Son 2 tehlike olarak ele alınan kuraklık ve orman yangınları için de raporda 4 hareket önerisi sunuluyor. Kuraklık tehdidine karşı, irtibat ve toplumu bilinçlendirme çalışmalarına dayanan su müdafaa davranış programlarının tesirli olacağının altı çiziliyor. Ayrıyeten su boru çizgilerinin yüksek teknolojili sistemlerle takip edilmesinin, sistemdeki sızıntıların süratle fark edilmesini ve bu nedenle oluşabilecek su kayıplarının önlenmesini sağlayacağı belirtiliyor. Orman yangınlarına karşı ise kalkınma planı başlığı altında ele alınan 2 yaklaşım var. Bunlar; yapı izinlerinde tutuşmaya güçlü materyallerin zarurî tutulması ve yangına meyilli alanlarda yapılaşmanın azaltılması olarak öne çıkıyor. Son olarak da yangınların çıkmasını önleyici ormancılık yollarının uygulanması öneriliyor.
700 milyonu aşan nüfusuyla C40 kentleri, global iktisadın yüzde 25’ini oluşturuyor
McKinsey & Company’nin bu rapor için iş birliği yaptığı C40 Kentleri İklim Liderliği ağı, içlerinde İstanbul’unda bulunduğu dünyanın en büyük 97 kentini birbirine bağlıyor. Daha sağlıklı ve daha sürdürülebilir bir geleceğe giden yolda yürekli bir iklim hareketi gerçekleştirmek için bu platformda bir ortaya gelen kentler, 700 milyondan fazla beşere hayat alanı sunuyor. Birebir vakitte global iktisadın dörtte birini temsil eden C40 üyesi kentlerin belediye liderleri, mahallî seviyede Paris Muahedesi’nin en argümanlı maksatlarını gerçekleştirmeye ve soluduğumuz havayı temizlemeye kararlı olduklarını belirtiyor.

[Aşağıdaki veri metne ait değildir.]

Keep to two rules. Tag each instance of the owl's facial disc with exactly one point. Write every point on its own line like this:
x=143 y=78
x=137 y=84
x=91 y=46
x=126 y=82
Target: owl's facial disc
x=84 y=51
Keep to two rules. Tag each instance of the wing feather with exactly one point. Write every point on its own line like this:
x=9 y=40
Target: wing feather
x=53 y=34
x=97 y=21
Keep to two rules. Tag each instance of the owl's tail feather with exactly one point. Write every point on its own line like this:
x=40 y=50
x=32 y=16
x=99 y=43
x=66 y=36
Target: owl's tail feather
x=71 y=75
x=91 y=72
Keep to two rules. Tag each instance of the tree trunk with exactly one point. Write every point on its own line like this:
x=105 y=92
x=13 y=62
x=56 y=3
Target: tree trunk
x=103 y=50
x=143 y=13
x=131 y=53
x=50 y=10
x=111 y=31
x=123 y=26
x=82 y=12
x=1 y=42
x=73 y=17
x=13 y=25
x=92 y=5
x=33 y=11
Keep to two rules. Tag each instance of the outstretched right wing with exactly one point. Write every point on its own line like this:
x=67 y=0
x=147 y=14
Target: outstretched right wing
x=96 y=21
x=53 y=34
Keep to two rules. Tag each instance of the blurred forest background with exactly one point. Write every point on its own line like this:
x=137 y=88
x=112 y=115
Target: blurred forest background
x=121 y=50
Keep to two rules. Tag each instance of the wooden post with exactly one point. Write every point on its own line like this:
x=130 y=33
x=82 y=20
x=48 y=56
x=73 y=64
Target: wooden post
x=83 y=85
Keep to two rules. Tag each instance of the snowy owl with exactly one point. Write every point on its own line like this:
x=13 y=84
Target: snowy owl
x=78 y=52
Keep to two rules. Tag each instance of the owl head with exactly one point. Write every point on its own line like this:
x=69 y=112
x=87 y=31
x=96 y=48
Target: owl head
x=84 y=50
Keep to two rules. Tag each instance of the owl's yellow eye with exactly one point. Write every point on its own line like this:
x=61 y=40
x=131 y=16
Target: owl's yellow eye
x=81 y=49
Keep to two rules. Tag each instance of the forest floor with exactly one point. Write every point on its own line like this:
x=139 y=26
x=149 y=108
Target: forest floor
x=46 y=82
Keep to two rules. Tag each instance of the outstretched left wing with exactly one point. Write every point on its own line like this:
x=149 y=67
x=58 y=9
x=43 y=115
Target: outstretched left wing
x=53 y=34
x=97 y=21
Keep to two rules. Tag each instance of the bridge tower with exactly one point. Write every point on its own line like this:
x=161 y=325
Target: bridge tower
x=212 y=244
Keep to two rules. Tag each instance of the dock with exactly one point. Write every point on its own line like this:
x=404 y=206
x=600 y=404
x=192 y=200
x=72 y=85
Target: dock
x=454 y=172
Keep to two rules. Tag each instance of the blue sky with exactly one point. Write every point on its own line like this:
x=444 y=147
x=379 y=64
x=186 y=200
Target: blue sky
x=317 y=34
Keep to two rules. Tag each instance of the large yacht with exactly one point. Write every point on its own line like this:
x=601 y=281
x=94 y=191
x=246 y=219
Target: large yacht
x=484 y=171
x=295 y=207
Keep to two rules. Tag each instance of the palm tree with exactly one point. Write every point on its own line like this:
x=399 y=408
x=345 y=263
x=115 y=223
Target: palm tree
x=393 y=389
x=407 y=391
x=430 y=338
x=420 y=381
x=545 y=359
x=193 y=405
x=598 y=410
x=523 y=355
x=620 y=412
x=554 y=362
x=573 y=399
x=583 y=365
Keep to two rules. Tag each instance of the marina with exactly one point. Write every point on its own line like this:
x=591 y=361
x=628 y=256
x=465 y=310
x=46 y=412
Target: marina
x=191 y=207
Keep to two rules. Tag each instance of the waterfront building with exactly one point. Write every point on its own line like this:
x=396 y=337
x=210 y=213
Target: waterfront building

İklim değişikliği; insanları, varlıkları ve hizmetleri velhasıl tüm ömrü tehdit ediyor. Kentlerin iklim değişimine ahenk için gündemlerini geliştirmelerine yardımcı olmak hedefiyle hazırlanan bu raporun, bir başlangıç noktası ortaya koyması ve lokal idarelerde önderlerin stratejilerine takviye olması bekleniyor.